Implement the bissecting K-Means hierarchical clustering algorithm, as described in lecture 19. This can be done using the KMeans classifier available in the Scikit-Learn library to split each cluster into two sub-clusters with k = 2. Repeat this process by splitting the cluster with the largest number of examples in each iteration for a predetermined number of iterations. The output should be a list of lists, with each list corresponding to one example and listing all cluster labels to which the example was assigned, in order. Here is an example of using bissecting K-Means for three iterations on five examples. The first example was placed on cluster of index 1 in the first iteration, with the remainder on cluster of index 0. Then the third example was placed on sub-cluster of index 1, the other three on the sub-cluster of index 0. Of these, the second and fourth examples were placed in sub-sub-cluster 0 ([0, 0, 0]) and the fifth example on sub-sub-cluster of index 1 ([0, 0, 1]):

 [ [1],
   [0, 0, 0], 
   [0, 1], 
   [0, 0, 0], 
   [0, 0, 1] ]

If you want to examine the clusters generated after implementing the bissecting K-Means algorithm, you can use the function report_clusters_hierarchical(ixs,label_lists,report_file). This function works similarly to the report_clusters function but expects the labels to be a list of lists as described above.

Guidelines for the implementation

When testing different parameters for your clustering algorithms, note that the silhouette and adjusted Rand scores can only be computed if you have at least 2 clusters. If all data is placed in the same cluster the program will raise an exception.

The method for selecting the ε parameter recommended by the authors of DBSCAN consists in plotting the sorted distance of each point to its fourth-nearest neighbour and setting ε to the distance corresponding to the “elbow” in the plot. You can compute this plot using the KNeighborsClassifier to fit your data and then obtaining the distances matrix to the k-nearest neighbour with the kneighbors method. This classifier requires an Y value for the classes, but you can use a vector filled with 0 or 1, since you will not be using the classifier as such, only its kneighbors method in order to obtain the distance to the fourth neighbour. Check Scikit-Learn documentation for more details.

Numpy arrays have a sort method for sorting in place. This sorts the array from smallest to largest values, but you can invert any array by simply slicing it this way: a = a[::-1].

The feature extraction steps in this assignment can take a few minutes. If you need to run your code many times for experiments it may be useful to save the extracted features to a file. A simple way of doing this is is to use the savez and load functions in Numpy

To view your clusters, you can use the function report_clusters(ids, labels, report_file) available in the tp2_aux.py module. This function saves an HTML file with the clusters indicated by the labels argument. This HTML file assumes there is a folder images/ with the images provided. The first argument is a list or 1D array with the identifiers for the images to show and the second argument is a list or 1D array with the cluster labels for the images, in the same order. The last argument is the name of the html file where the report will be saved. The file example_labels.html shows an example of a report (in this case created with the manual labels as clusters).

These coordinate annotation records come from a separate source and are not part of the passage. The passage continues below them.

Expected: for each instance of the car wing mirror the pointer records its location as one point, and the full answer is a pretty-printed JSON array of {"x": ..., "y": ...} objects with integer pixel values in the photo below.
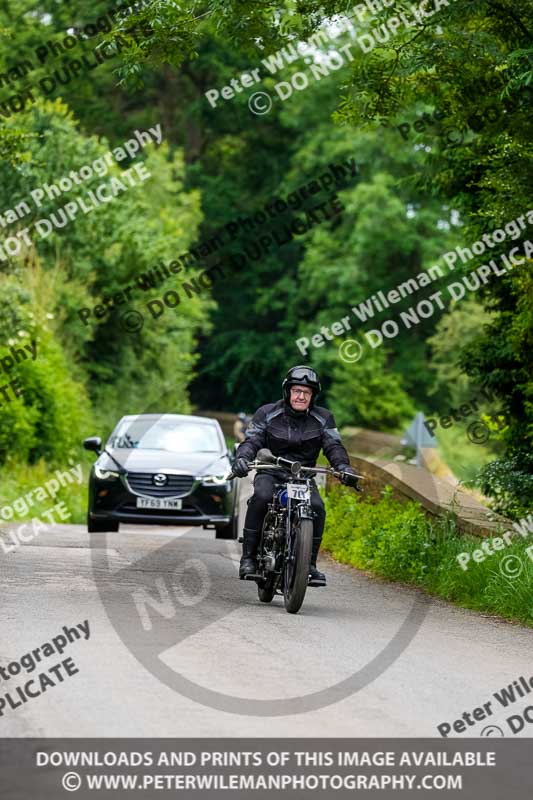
[{"x": 93, "y": 443}]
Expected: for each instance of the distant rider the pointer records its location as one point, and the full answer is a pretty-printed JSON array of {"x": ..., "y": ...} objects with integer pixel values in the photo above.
[{"x": 296, "y": 429}]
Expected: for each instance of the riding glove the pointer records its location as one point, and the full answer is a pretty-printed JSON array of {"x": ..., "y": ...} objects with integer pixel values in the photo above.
[{"x": 241, "y": 468}]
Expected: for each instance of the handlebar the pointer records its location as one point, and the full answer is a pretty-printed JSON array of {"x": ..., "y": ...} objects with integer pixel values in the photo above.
[{"x": 276, "y": 462}]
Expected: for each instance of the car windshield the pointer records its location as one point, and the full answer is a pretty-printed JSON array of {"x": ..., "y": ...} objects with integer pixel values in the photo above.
[{"x": 172, "y": 435}]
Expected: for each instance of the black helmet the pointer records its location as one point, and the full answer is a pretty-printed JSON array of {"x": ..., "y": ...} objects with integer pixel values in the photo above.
[{"x": 301, "y": 376}]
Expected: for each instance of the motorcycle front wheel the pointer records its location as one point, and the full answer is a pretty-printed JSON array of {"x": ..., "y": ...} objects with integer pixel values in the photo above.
[{"x": 297, "y": 570}]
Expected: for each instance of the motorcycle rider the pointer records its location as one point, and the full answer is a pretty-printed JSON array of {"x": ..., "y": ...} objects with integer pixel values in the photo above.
[{"x": 296, "y": 429}]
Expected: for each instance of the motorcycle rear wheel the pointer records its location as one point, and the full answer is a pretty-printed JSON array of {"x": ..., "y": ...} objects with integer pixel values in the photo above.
[{"x": 297, "y": 571}]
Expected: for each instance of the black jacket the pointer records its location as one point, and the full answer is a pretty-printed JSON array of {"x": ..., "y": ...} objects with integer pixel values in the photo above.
[{"x": 296, "y": 435}]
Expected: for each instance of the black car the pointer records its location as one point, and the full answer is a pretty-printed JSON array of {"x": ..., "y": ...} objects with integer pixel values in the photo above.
[{"x": 163, "y": 469}]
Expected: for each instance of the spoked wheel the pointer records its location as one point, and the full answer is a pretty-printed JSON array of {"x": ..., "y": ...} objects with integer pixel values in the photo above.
[
  {"x": 266, "y": 589},
  {"x": 297, "y": 570}
]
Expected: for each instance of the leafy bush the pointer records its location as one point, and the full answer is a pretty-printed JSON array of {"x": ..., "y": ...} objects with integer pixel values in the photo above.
[
  {"x": 509, "y": 482},
  {"x": 398, "y": 541}
]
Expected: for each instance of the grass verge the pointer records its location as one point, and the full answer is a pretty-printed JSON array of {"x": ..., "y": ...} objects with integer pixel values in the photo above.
[
  {"x": 17, "y": 480},
  {"x": 399, "y": 542}
]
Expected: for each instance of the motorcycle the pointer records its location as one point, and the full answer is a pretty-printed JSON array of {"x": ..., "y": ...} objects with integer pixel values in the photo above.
[{"x": 286, "y": 540}]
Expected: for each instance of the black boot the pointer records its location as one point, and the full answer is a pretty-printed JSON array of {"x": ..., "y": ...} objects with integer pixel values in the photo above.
[
  {"x": 316, "y": 578},
  {"x": 248, "y": 564}
]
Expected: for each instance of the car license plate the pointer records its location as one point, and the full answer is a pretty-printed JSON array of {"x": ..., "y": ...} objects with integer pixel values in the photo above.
[
  {"x": 297, "y": 492},
  {"x": 168, "y": 503}
]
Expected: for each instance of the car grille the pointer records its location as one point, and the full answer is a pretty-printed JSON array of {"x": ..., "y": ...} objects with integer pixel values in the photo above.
[{"x": 176, "y": 485}]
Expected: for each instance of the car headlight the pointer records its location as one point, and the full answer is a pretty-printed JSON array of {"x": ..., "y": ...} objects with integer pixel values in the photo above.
[
  {"x": 105, "y": 474},
  {"x": 215, "y": 480}
]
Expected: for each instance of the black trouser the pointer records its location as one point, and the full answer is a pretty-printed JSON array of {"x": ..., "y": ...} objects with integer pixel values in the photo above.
[{"x": 262, "y": 496}]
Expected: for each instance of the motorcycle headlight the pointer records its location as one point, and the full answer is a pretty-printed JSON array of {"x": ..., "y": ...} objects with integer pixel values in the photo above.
[
  {"x": 215, "y": 480},
  {"x": 105, "y": 474}
]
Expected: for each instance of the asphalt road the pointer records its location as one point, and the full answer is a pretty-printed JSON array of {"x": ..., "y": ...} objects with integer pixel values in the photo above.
[{"x": 178, "y": 646}]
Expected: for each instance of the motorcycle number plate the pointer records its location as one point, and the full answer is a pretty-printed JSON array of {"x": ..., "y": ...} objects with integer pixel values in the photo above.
[{"x": 297, "y": 492}]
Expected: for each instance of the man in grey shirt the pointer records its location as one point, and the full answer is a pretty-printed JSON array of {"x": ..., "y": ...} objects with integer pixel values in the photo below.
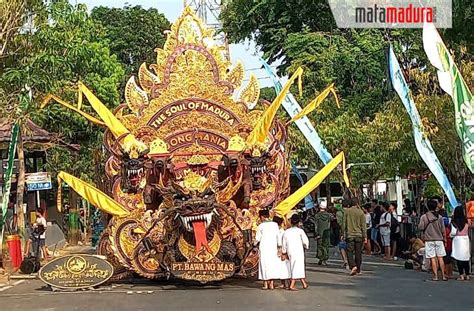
[{"x": 434, "y": 235}]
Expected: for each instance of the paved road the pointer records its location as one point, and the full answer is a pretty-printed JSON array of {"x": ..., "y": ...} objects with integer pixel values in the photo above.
[{"x": 381, "y": 287}]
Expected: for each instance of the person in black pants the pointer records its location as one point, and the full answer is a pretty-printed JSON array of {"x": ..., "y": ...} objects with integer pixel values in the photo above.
[{"x": 354, "y": 229}]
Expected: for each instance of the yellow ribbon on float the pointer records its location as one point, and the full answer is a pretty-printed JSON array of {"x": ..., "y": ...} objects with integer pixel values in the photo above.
[
  {"x": 287, "y": 204},
  {"x": 130, "y": 143},
  {"x": 262, "y": 127},
  {"x": 316, "y": 102},
  {"x": 91, "y": 194}
]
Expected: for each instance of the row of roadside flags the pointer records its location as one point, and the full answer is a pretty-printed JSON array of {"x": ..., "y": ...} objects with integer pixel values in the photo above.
[{"x": 451, "y": 82}]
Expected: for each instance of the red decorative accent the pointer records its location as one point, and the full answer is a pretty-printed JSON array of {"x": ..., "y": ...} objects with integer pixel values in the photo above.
[{"x": 199, "y": 228}]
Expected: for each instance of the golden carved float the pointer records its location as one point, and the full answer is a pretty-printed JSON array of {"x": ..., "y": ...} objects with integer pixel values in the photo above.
[{"x": 191, "y": 162}]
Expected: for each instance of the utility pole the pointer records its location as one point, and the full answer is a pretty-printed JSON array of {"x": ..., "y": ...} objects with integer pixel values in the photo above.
[{"x": 208, "y": 11}]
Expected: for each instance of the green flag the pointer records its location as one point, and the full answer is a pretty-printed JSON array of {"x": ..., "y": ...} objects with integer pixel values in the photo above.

Read the questions carefully and give clear and concise answers. The main focus of this assignment should be the selection of the best features and a discussion of the advantages and disadvantages of each algorithm for this dataset, informed by an analysis of their behaviour with different parameters and the different scores used. For the DBSCAN algorithm, it is also important to discuss the adequacy of the method proposed by the authors for obtaining the value of ε in this particular case of clustering this cell images.